MAHKEMESİ :Ağır Ceza Mahkemesi
SUÇ : Nitelikli dolandırıcılık, resmi belgede sahtecilik
HÜKÜM : 1- TCK’nın 158/1-d, 62, 52, 53 ve CMUK 326/son
maddeleri gereğince mahkumiyet
2- TCK’nın 204/1, 204/3, 62, 53 ve CMUK 326/son maddeleri gereğince mahkumiyet

Nitelikli dolandırıcılık ve resmi belgede sahtecilik suçlarından sanığın mahkumiyetine ilişkin hükümler, sanık tarafından temyiz edilmekle, dosya incelenerek gereği düşünüldü;
Hüküm fıkrasında sanığın kazanılmış hakkının gözetilmesiyle yapılan uygulama sırasında, kanun maddesinin “CMUK’nın 326/son” olarak gösterilmemesi, mahallinde eklenmesi mümkün görülmüştür.

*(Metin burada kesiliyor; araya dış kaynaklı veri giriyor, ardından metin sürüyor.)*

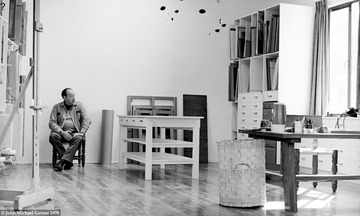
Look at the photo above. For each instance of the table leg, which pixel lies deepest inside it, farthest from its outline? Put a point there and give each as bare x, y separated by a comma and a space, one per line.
289, 178
122, 146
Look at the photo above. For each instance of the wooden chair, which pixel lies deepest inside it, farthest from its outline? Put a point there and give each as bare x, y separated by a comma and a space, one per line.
80, 156
315, 159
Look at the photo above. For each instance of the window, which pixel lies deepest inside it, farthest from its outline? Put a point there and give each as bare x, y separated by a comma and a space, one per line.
343, 30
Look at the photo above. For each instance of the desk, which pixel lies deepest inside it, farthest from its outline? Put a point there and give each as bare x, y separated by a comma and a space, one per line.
288, 158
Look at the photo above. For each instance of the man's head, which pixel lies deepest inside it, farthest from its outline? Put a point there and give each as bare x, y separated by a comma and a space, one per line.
68, 95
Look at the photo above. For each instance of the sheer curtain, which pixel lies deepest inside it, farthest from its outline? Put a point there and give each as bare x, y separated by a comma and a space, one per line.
358, 70
320, 75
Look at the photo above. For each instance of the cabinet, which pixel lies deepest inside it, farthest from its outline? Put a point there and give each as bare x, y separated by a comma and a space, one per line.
273, 65
161, 158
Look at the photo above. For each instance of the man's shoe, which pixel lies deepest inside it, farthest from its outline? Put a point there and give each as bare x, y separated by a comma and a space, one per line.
68, 166
58, 166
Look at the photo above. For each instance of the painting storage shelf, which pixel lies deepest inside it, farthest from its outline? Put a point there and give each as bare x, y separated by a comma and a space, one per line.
149, 158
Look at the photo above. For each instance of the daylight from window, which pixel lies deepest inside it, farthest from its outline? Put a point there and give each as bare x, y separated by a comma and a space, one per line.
343, 57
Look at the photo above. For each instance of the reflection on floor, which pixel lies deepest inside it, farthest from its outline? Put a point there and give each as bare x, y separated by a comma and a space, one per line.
106, 190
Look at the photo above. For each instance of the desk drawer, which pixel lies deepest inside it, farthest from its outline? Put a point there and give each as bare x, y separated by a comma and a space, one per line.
251, 105
254, 112
250, 96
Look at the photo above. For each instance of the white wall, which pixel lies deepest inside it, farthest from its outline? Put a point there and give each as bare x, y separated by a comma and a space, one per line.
106, 50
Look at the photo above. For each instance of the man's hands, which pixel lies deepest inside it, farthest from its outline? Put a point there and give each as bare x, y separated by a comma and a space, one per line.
68, 135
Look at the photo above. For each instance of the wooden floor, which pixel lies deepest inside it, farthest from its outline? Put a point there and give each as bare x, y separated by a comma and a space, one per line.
106, 190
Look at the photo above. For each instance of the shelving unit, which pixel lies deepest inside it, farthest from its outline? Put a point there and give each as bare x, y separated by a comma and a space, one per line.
289, 80
161, 158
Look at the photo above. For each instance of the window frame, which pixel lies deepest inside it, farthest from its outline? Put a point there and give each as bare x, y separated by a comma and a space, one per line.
350, 42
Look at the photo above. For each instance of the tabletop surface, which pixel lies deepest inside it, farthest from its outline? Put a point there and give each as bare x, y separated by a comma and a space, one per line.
160, 117
289, 135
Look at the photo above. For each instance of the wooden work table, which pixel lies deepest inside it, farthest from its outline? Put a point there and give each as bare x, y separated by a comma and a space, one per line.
161, 158
288, 158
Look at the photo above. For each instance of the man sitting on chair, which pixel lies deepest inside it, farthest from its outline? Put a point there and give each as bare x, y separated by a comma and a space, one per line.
68, 123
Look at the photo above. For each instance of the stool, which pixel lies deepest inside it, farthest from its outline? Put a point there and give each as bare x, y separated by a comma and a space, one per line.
80, 155
242, 172
315, 153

Sanığın sahte tapu senedi ile kendisine ait olmayan taşınmazı müştekiye sattığı ve devrine ilişkin noterden vekaletname düzenlettirip, müştekiden 3.500 TL para aldığı, bu surette sanığın nitelikli dolandırıcılık ve resmi belgede sahtecilik suçlarını işlediğinin iddia edildiği olayda;
1- Sanık hakkında resmi belgede sahtecilik suçundan verilen mahkumiyet hükmüne yönelik temyiz incelemesinde,
Sanık savunması, müştekinin beyanları ile dosya kapsamından sanığın atılı suçu işlediğinin sabit olduğu gerekçesine dayanan mahkemenin mahkumiyet yönünde kabulünde bir isabetsizlik görülmemiştir.

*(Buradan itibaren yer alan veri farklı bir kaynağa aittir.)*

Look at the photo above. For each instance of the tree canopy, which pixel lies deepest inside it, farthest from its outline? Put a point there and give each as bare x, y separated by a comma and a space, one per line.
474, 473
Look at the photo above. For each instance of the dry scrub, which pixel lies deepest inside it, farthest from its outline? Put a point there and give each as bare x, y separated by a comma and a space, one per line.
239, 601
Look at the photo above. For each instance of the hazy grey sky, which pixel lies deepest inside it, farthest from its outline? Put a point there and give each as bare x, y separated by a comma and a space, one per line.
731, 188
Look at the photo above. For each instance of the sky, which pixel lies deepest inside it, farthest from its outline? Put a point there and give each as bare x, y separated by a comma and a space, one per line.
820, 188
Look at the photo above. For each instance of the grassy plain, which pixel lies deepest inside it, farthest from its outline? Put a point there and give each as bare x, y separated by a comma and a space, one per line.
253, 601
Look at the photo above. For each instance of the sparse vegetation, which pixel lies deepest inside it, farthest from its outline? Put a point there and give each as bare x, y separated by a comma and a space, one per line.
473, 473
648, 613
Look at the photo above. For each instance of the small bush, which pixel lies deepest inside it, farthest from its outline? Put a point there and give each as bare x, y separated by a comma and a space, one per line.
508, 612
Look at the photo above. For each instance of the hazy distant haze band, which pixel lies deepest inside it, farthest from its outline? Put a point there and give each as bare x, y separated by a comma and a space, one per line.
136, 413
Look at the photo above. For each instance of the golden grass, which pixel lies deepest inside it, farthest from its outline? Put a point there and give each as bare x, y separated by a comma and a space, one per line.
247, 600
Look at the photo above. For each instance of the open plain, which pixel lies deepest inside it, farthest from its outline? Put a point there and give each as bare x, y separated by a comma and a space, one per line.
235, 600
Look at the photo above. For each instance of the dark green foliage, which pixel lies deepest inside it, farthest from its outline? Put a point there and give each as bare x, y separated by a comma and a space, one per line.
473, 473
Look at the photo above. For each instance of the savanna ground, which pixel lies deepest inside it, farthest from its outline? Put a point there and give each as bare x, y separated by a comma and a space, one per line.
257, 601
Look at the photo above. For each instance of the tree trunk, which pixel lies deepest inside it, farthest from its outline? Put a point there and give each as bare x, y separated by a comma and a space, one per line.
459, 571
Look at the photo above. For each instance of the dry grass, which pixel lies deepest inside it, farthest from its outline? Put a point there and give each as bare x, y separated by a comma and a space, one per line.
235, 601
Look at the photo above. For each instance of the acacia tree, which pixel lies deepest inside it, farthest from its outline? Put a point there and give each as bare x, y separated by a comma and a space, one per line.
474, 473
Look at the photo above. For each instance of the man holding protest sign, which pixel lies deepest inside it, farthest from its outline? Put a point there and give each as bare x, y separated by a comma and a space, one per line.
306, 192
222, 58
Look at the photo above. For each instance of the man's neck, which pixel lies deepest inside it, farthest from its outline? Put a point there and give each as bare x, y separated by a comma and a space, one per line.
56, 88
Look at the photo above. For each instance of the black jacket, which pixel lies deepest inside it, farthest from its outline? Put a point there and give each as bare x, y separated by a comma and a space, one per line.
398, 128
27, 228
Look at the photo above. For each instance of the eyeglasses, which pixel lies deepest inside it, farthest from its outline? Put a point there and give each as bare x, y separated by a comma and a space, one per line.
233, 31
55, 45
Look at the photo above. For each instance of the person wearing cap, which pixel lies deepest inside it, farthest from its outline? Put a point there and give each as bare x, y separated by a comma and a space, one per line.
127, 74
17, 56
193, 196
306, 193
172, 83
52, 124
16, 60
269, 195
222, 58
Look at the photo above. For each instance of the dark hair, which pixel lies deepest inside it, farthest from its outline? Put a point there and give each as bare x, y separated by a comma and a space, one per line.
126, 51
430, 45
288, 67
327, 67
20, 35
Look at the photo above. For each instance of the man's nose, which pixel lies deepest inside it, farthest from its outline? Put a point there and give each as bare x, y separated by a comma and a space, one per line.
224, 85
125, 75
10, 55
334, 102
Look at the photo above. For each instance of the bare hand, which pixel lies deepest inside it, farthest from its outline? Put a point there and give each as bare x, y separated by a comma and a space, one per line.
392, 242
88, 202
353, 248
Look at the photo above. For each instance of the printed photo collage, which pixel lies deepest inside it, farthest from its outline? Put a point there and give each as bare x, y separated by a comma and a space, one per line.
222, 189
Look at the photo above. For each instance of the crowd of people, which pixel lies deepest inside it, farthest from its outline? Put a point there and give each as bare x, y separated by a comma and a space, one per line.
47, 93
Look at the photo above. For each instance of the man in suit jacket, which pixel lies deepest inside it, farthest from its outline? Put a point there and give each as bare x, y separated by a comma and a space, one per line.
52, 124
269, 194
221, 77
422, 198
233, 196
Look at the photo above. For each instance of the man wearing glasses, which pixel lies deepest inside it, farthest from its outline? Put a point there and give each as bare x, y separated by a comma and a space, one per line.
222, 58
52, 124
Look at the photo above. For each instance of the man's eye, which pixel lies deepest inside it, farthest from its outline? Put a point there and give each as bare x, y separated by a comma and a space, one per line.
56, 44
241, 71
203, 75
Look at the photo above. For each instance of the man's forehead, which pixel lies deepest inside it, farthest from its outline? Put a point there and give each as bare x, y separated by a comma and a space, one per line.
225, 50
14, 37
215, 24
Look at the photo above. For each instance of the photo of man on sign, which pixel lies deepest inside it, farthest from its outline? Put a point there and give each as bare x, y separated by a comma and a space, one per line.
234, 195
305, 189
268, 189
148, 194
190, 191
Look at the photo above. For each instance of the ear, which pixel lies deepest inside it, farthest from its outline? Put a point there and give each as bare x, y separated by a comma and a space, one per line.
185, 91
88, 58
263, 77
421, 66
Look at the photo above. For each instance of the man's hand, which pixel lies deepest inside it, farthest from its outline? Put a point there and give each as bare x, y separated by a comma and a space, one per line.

Bozmaya uyularak yapılan yargılamaya, toplanıp karar yerinde gösterilen delillere, mahkemenin kovuşturma sonuçlarına uygun olarak oluşan kanaat ve takdirine, incelenen dosya kapsamına göre; sanığın suçu işlemediğine yönelik temyiz itirazlarının reddi ile hükmün ONANMASINA,
2- Sanık hakkında nitelikli dolandırıcılık suçundan verilen mahkumiyet hükmüne yönelik temyiz incelemesinde,
Sanık savunması, müştekinin beyanları ile dosya kapsamından sanığın atılı suçu işlediğinin sabit olduğu gerekçesine dayanan mahkemenin mahkumiyet yönünde kabulünde bir isabetsizlik görülmemiştir.
Yapılan yargılamaya, toplanıp karar yerinde gösterilen delillere, mahkemenin kovuşturma sonuçlarına uygun olarak oluşan kanaat ve takdirine, incelenen dosya kapsamına göre; sanığın sair temyiz itirazlarının reddine; ancak,
15/11/2016 tarihli celsede müşteki …’ın ‘‘dava açılmadan önce benim zararım giderildi’’ demesi karşısında, zararın hangi tarihte giderildiği açıklığa kavuşturularak, sanık hakkında 5237 sayılı TCK’nın 168. maddesinde düzenlenen etkin pişmanlık hükümlerinin uygulanması gerektiğinin gözetilmemesi,
Kanuna aykırı olup, sanığın temyiz itirazları bu nedenle yerinde görüldüğünden, hükümlerin 5320 sayılı Kanun’un 8. maddesi gereğince halen uygulanmakta olan 1412 sayılı CMUK’nın 321. maddesi uyarınca hükmün BOZULMASINA, 12.12.2018 tarihinde oybirliği ile karar verildi.